The problem comes down to formulas with free variables. Suppose we have a formula $\phi(x,y) \equiv x = y$, and we have a structure $M$. What would it mean for $M$ to satisfy $\phi$? Well, it doesn't really make sense, because a variable "$x$" is not given an meaning by $M$ - $x$ doesn't denote anything, and neither does $y$. So $x = y$ has no truth value at all.
One solution is to strengthen the notion of a "model" so that it includes both a structure $M$ and a function that assigns an element of $M$ to each variable. This is essentially the method taken by Mendelson (and also by Enderton's classic textbook on logic). Now we have a a rigorous definition of what it means for a structure $M$ and variable assignment $s$ to satisfy $\phi(x,y)$; we might write $(M,s) \models x = y$.
The other option is to keep the notion of a model the same, but change the definition of $\models$. Now, $M \models x = y$ is defined to mean that, for every variable assignment $s$, $(M,s) \models x = y$ in the sense of the previous paragraph. But of course this is not likely to hold; in this sense we with have $M \not \models x = y$ as long as $M$ has at least two elements in its domain.

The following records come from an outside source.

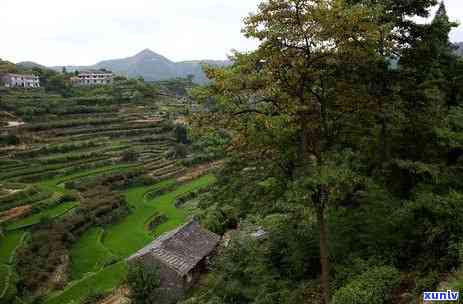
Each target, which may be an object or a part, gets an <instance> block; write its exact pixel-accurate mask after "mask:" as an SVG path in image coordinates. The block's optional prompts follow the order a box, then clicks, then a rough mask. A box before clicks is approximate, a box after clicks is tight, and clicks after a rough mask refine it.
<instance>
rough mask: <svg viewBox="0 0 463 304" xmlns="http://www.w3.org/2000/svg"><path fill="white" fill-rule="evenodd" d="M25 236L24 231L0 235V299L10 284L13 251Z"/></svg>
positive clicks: (13, 250) (12, 260)
mask: <svg viewBox="0 0 463 304" xmlns="http://www.w3.org/2000/svg"><path fill="white" fill-rule="evenodd" d="M26 236H27V233H26V232H24V231H15V232H10V233H8V234H6V235H5V236H3V237H0V299H1V298H2V296H3V294H4V293H6V292H7V290H8V288H9V286H10V278H11V276H12V275H13V271H14V270H13V267H12V264H13V259H14V254H15V251H16V249H17V248H18V247H19V246H20V245H21V243H22V242H23V240H24V238H25V237H26Z"/></svg>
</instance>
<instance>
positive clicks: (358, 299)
mask: <svg viewBox="0 0 463 304" xmlns="http://www.w3.org/2000/svg"><path fill="white" fill-rule="evenodd" d="M399 284H400V273H399V272H398V271H397V269H395V268H394V267H391V266H381V267H374V268H372V269H371V270H369V271H366V272H364V273H362V274H361V275H359V276H357V277H356V278H354V279H353V280H352V281H350V282H349V283H347V285H345V286H344V287H342V288H340V289H338V291H336V293H335V294H334V296H333V301H332V303H333V304H383V303H388V302H389V301H390V299H391V292H392V291H393V290H394V289H395V288H397V287H398V286H399Z"/></svg>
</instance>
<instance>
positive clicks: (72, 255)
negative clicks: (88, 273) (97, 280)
mask: <svg viewBox="0 0 463 304" xmlns="http://www.w3.org/2000/svg"><path fill="white" fill-rule="evenodd" d="M103 233H104V229H103V228H100V227H95V228H92V229H90V230H88V231H87V232H86V233H84V234H83V235H82V236H81V237H80V238H79V240H78V241H77V242H76V243H75V244H74V245H73V246H72V248H71V262H72V265H71V272H72V273H71V278H72V279H73V280H77V279H80V278H82V277H83V276H84V275H85V274H86V273H90V272H96V271H99V270H100V269H102V268H103V267H104V266H106V265H108V264H109V263H110V262H113V261H114V259H115V258H116V257H115V256H114V255H113V254H112V253H111V252H110V251H109V250H108V249H107V248H106V247H105V246H104V245H103V244H102V238H103Z"/></svg>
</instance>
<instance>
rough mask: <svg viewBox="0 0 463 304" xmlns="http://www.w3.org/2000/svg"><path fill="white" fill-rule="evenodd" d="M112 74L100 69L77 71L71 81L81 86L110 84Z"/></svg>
mask: <svg viewBox="0 0 463 304" xmlns="http://www.w3.org/2000/svg"><path fill="white" fill-rule="evenodd" d="M113 79H114V74H113V73H111V72H108V71H102V70H85V71H79V73H78V75H77V76H75V77H73V78H72V79H71V81H72V83H73V84H75V85H81V86H92V85H103V84H111V83H112V82H113Z"/></svg>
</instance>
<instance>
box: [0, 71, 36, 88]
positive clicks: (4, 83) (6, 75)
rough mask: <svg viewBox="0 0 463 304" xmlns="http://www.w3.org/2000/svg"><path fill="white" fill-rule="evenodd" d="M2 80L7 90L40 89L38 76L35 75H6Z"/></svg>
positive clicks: (2, 77)
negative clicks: (38, 88)
mask: <svg viewBox="0 0 463 304" xmlns="http://www.w3.org/2000/svg"><path fill="white" fill-rule="evenodd" d="M2 80H3V83H4V84H5V87H7V88H18V87H19V88H40V80H39V76H36V75H22V74H6V75H4V76H3V77H2Z"/></svg>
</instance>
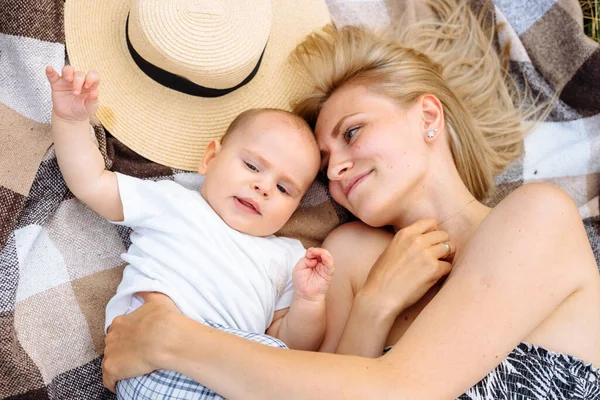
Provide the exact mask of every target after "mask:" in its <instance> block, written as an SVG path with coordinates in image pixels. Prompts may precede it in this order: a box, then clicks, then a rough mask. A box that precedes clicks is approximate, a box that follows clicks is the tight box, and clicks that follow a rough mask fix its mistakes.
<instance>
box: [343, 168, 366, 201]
mask: <svg viewBox="0 0 600 400" xmlns="http://www.w3.org/2000/svg"><path fill="white" fill-rule="evenodd" d="M371 172H373V171H372V170H371V171H369V172H365V173H364V174H360V175H357V176H355V177H354V178H352V179H350V182H348V185H346V187H345V188H344V194H345V195H346V198H348V196H349V195H350V193H351V192H352V190H353V189H354V188H355V187H356V186H357V185H359V184H360V183H362V182H363V181H364V180H365V178H366V177H367V176H369V175H370V174H371Z"/></svg>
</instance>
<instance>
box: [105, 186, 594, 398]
mask: <svg viewBox="0 0 600 400" xmlns="http://www.w3.org/2000/svg"><path fill="white" fill-rule="evenodd" d="M565 232H568V233H569V234H568V235H566V234H565ZM589 253H591V251H590V247H589V243H588V242H587V236H586V234H585V230H584V229H583V226H582V224H581V220H580V218H579V214H578V212H577V209H576V208H575V207H574V205H573V203H572V201H571V200H570V198H568V196H567V195H566V194H564V193H563V192H561V191H559V190H558V189H555V188H551V187H549V186H546V185H530V186H529V187H527V188H525V187H523V188H521V189H518V190H517V191H515V192H514V193H513V194H511V195H510V196H509V198H507V199H506V200H505V201H503V203H501V204H500V205H499V206H498V207H497V208H496V209H495V210H494V211H493V212H492V213H491V214H490V215H489V216H488V218H487V219H486V220H485V221H484V222H483V223H482V224H481V226H480V227H479V228H478V230H477V232H476V233H475V234H474V237H473V239H472V240H471V242H470V243H469V245H468V246H467V247H466V248H465V249H464V253H463V255H462V256H461V260H460V263H459V264H457V265H455V268H454V271H453V274H452V275H451V276H450V277H449V278H448V280H447V282H446V284H445V286H444V287H443V288H442V289H441V290H440V292H439V294H438V295H437V296H436V297H435V298H434V299H433V300H432V301H431V302H430V303H429V305H428V306H427V307H426V308H425V309H424V311H423V312H422V313H421V314H420V315H419V317H418V318H417V319H416V320H415V321H414V322H413V324H412V325H411V327H410V328H409V329H408V331H407V332H406V333H405V334H404V336H403V337H402V338H401V339H400V341H399V342H398V343H397V345H396V346H395V347H394V349H393V350H392V351H390V352H389V353H388V354H387V355H385V356H383V357H380V358H379V359H367V358H359V357H354V356H341V355H331V354H323V353H310V352H300V351H286V350H278V349H273V348H269V347H266V346H261V345H258V344H254V343H250V342H247V341H244V340H243V339H239V338H236V337H233V336H230V335H227V334H224V333H221V332H218V331H215V330H212V329H210V328H207V327H205V326H202V325H201V324H198V323H195V322H192V321H190V320H188V319H185V318H183V317H182V316H178V315H176V314H175V315H173V314H171V315H172V317H173V318H171V317H169V318H163V319H161V320H160V321H158V322H157V321H156V320H152V319H148V320H147V322H146V323H142V324H135V323H133V325H132V326H129V327H126V326H124V325H127V324H129V322H128V321H127V320H126V319H127V318H131V317H133V316H134V315H135V314H136V313H138V312H143V311H142V310H143V309H144V307H148V306H149V305H151V304H153V302H152V301H148V303H147V304H146V305H144V306H143V307H141V308H140V309H138V310H136V311H135V312H134V313H132V314H130V315H127V316H124V317H119V318H118V319H116V320H115V322H114V323H113V328H111V332H109V335H108V337H107V340H106V343H107V348H106V358H105V365H104V371H105V373H106V383H107V385H114V379H115V378H117V377H122V378H125V377H129V376H132V375H128V374H131V373H134V372H135V373H139V372H140V371H141V370H143V369H144V368H141V367H140V368H139V369H138V370H136V371H133V370H131V368H132V367H131V364H132V363H133V361H138V362H137V364H139V365H142V366H145V368H151V369H153V368H159V367H160V368H170V369H175V370H177V371H179V372H181V373H184V374H186V375H188V376H190V377H191V378H193V379H196V380H198V381H199V382H202V383H203V384H205V385H206V386H208V387H210V388H212V389H214V390H216V391H217V392H221V393H222V394H223V395H225V396H227V397H229V398H231V399H236V398H244V399H246V398H261V399H269V398H272V399H279V398H281V397H282V395H285V397H286V398H290V399H294V398H298V399H330V398H348V399H351V398H357V399H364V398H394V399H403V398H406V399H411V400H412V399H435V400H439V399H446V398H448V399H451V398H456V397H457V396H459V395H460V394H462V393H463V392H464V391H466V390H467V389H468V388H469V387H470V386H472V385H473V384H475V383H476V382H477V381H479V380H480V379H481V378H483V377H484V376H485V375H486V374H487V373H488V372H489V371H491V370H492V369H493V368H494V367H495V366H496V365H498V364H499V363H500V362H501V360H502V359H503V358H504V357H505V356H506V355H507V354H508V353H509V352H510V351H511V350H512V349H513V348H514V347H515V346H516V345H517V344H518V343H519V342H520V341H521V340H523V339H524V338H525V337H526V336H527V335H528V334H529V333H530V332H531V331H532V330H534V329H535V328H536V327H537V326H538V325H539V324H540V323H541V322H542V321H543V320H544V319H545V318H547V317H548V316H549V315H550V314H551V313H552V312H553V310H555V309H556V308H557V307H558V305H560V304H561V303H562V302H563V301H564V300H565V299H566V298H567V297H568V296H570V295H571V294H572V293H574V292H576V291H577V290H580V288H581V287H582V285H583V281H584V280H585V278H586V276H587V275H590V273H589V272H590V270H586V269H585V268H587V266H586V267H582V268H578V267H577V265H586V264H589V263H588V262H589V256H590V254H589ZM592 257H593V256H592ZM592 260H593V258H592ZM588 266H589V265H588ZM565 267H569V268H565ZM586 274H587V275H586ZM163 307H164V306H163ZM150 311H151V310H150ZM150 311H148V312H150ZM135 318H138V317H135ZM153 324H154V325H159V326H162V327H163V329H165V332H163V334H162V335H160V336H158V335H156V333H159V332H156V331H154V332H149V331H150V330H151V329H150V328H151V327H152V326H153ZM112 333H114V334H115V336H114V337H111V334H112ZM149 334H150V336H148V335H149ZM135 335H140V336H139V337H138V338H136V339H135V340H134V339H133V338H135V337H136V336H135ZM128 337H130V339H128ZM119 338H121V339H122V340H123V341H122V343H124V344H125V347H120V345H119V343H118V342H119ZM115 341H116V342H117V343H115ZM128 341H129V343H131V347H129V348H128V347H127V343H128ZM119 353H120V354H119ZM119 357H120V358H121V360H120V362H119V360H118V359H119ZM123 368H129V370H125V369H123ZM151 369H150V370H151ZM145 372H148V371H145Z"/></svg>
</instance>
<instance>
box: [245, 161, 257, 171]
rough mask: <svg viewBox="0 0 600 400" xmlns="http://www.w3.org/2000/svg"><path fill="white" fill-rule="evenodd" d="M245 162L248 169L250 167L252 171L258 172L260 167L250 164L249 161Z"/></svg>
mask: <svg viewBox="0 0 600 400" xmlns="http://www.w3.org/2000/svg"><path fill="white" fill-rule="evenodd" d="M244 164H246V167H248V169H250V170H251V171H254V172H258V168H256V167H255V166H254V165H252V164H250V163H249V162H246V161H244Z"/></svg>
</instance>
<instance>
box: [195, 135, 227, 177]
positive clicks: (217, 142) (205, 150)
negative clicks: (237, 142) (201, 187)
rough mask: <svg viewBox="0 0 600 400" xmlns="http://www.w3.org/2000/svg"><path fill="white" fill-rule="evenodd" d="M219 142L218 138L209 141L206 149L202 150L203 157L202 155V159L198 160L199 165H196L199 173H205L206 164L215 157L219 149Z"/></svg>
mask: <svg viewBox="0 0 600 400" xmlns="http://www.w3.org/2000/svg"><path fill="white" fill-rule="evenodd" d="M221 148H222V146H221V142H220V141H218V140H213V141H211V142H210V143H209V144H208V146H206V150H204V157H202V161H200V165H199V166H198V173H199V174H200V175H206V172H207V171H208V165H209V164H210V162H211V161H212V160H214V159H215V157H216V156H217V154H219V152H220V151H221Z"/></svg>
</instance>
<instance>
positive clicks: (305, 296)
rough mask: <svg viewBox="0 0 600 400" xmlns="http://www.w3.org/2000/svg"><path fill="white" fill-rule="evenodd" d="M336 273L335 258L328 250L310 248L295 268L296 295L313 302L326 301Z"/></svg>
mask: <svg viewBox="0 0 600 400" xmlns="http://www.w3.org/2000/svg"><path fill="white" fill-rule="evenodd" d="M334 271H335V266H334V264H333V257H331V254H329V252H328V251H327V250H325V249H322V248H319V247H311V248H309V249H308V250H306V255H305V256H304V257H303V258H302V259H301V260H300V261H298V264H297V265H296V268H294V272H293V281H294V290H295V292H296V294H297V295H299V296H301V297H302V298H304V299H306V300H311V301H316V300H322V299H324V298H325V294H326V293H327V289H329V286H330V285H331V280H332V278H333V273H334Z"/></svg>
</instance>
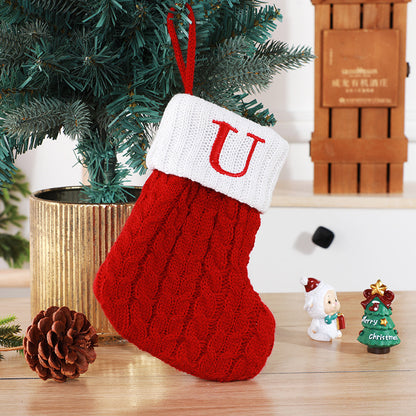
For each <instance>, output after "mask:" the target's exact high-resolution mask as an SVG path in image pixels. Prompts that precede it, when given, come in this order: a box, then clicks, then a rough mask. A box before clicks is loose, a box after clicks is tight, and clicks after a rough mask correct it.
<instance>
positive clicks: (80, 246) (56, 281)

These approaches give the same truth values to all sentences - they only differ for formulas that have free variables. In many areas of mathematical logic, we are mostly interested in truth values of sentences. The main area where the second convention is useful is in universal algebra, where they often look at "equational theories". In that context, they tend to use formulas with free variables as axioms, rather than sentences without free variables. And they are interested in models where every variable assignment satisfies the formulas, not just some random variable assignment. So they often use the second convention.
I do recommend Enderton's book for a clear presentation of the first convention, the one where $A(x)$ does not necessarily imply $(\forall x)A(x)$.